Amerikaanse rechterlijke uitspraken over abortus en klimaat houden de gemoederen ook in Nederland bezig. Uit de reacties blijkt veelal een gekleurde visie op de rechterlijke macht. Er wordt zonder meer aangenomen dat de rechter een rol zou moeten spelen in progressief beleid op het vlak van broeikasgassen en abortus. De grondwettelijke rol van de rechter wordt miskend, schrijft Lucas Bergkamp in dit uitvoerige artikel.

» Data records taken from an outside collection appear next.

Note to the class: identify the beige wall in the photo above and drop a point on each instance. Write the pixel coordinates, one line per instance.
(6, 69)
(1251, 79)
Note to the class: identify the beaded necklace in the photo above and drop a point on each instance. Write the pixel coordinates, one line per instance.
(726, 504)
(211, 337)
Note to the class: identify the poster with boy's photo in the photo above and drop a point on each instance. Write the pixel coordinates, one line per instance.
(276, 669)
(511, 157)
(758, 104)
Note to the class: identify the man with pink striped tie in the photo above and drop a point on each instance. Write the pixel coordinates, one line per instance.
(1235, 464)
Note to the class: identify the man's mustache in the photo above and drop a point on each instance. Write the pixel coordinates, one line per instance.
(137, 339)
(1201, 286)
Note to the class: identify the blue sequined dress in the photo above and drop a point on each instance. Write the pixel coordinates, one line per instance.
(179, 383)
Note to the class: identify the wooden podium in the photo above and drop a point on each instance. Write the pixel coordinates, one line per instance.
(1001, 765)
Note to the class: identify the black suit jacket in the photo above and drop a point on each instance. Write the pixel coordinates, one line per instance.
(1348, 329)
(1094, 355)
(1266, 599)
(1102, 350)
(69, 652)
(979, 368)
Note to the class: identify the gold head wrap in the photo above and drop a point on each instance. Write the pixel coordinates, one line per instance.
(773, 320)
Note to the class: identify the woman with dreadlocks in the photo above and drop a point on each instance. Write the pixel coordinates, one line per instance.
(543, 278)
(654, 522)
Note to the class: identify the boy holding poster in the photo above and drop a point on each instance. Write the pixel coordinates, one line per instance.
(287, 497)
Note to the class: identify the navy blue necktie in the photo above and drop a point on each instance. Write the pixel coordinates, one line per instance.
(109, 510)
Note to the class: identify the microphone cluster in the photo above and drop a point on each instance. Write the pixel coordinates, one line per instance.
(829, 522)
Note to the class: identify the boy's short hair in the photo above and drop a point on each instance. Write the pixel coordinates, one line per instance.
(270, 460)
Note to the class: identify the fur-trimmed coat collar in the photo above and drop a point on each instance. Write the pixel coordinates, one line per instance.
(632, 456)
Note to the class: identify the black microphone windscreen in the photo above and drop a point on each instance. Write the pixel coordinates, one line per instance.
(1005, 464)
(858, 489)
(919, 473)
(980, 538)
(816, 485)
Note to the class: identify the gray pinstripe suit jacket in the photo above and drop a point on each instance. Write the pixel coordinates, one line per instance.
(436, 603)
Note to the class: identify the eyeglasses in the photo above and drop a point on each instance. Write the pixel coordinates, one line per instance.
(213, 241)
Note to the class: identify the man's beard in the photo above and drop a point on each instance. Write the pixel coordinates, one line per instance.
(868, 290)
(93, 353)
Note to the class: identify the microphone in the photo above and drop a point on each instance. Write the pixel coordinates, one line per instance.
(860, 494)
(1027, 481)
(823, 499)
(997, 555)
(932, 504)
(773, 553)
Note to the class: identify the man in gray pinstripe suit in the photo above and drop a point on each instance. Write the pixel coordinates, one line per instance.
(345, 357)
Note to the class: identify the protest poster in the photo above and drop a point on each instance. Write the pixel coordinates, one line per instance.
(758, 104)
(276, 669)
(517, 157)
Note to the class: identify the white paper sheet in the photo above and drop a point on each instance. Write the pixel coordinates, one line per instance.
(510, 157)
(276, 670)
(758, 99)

In Nederland wordt, anders dan in de Verenigde Staten, veelal ontkend dat de rechter ook politiek bedrijft. Anderzijds vergeet de Nederlandse rechter, anders dan de Amerikaanse, dat bescherming tegen de staat een cruciale rechterlijke taak is. Daardoor is politieke rechtspraak bij ons een groter probleem dan in Amerika. De Nederlandse rechter is minder democratisch dan zijn Amerikaanse collega en schrikt er zelfs niet voor terug de democratie onder curatele te stellen.

Uitspraken Hooggerechtshof

Onlangs deed het Amerikaanse Hooggerechtshof uitspraak in een abortuszaak en in een zaak over regulering van broeikasgassen. Met die uitspraken is abortus niet langer een door de Grondwet beschermd recht en mag de overheid niet zonder wettelijke basis emissies van CO2 reguleren. De reacties in de Nederlandse publieke media waren niet alleen afkeurend, maar riepen ook vragen op over de visie op de rol van de rechter in de democratie.

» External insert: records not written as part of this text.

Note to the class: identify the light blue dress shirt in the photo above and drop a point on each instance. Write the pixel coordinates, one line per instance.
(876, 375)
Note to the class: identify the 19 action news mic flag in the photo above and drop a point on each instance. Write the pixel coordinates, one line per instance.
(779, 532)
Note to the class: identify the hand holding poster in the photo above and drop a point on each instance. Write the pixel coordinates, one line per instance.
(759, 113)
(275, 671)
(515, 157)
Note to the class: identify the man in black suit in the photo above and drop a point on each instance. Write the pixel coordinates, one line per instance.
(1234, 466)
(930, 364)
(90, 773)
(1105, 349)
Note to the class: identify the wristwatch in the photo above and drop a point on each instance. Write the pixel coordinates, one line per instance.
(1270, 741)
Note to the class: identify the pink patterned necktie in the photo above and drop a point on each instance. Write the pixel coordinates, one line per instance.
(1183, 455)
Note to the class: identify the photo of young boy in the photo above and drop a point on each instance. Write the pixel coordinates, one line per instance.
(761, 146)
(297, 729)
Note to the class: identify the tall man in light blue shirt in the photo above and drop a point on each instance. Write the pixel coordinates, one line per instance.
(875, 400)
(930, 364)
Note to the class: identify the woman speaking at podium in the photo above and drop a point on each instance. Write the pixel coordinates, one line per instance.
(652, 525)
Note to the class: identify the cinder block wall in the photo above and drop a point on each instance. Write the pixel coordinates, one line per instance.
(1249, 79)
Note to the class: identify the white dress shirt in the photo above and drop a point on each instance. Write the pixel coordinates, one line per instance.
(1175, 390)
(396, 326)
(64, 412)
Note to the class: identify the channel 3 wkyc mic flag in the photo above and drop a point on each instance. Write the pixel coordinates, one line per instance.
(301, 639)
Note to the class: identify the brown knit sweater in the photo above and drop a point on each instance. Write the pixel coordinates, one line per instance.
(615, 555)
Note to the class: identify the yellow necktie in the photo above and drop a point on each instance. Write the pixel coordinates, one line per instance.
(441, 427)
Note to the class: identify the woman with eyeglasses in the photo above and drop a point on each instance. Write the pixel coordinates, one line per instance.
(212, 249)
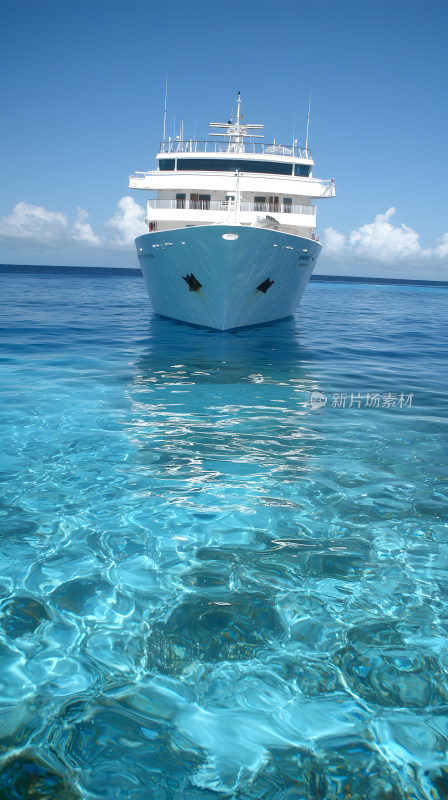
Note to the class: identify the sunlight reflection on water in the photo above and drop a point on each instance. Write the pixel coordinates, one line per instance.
(210, 588)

Zo schreef BNN VARA: ‘Ultraconservatieve vrouwenhaters in Amerikaans Hooggerechtshof schaffen recht op abortus af.’ De NOS noemde de uitspraak van het hof aangaande de regulering broeikasgassen ‘een harde klap voor het klimaatbeleid van Biden’ en een ‘rampzalig besluit’ voor het klimaat.

Dat was dan misschien nog mild vergeleken met de opinie in The Guardian die de uitspraak over het klimaatbeleid zelfs ‘openly partisan’ [partijdig] en ‘undemocratic’ noemde. Hoe een besluit van de rechter dat de macht bij de volksvertegenwoordiging legt, ondemocratisch kan zijn, legt de auteur niet uit.

Politiek en rechtsspraak

De stelling dat rechterlijke uitspraken ondemocratisch kunnen zijn, roept de vraag op hoe dat dan in Nederland zit. De mening die in de Nederlandse publieke media overheerste was dat het Amerikaanse Hooggerechtshof met de uitspraken over abortus en klimaatbeleid politiek bedreef en in die zin ‘ondemocratisch’ handelde. Misschien zou je kunnen zeggen dat rechtspraak soms politieke keuzen inhoudt en dat die keuzen mogelijk onvermijdelijk zijn. Daarover hieronder meer.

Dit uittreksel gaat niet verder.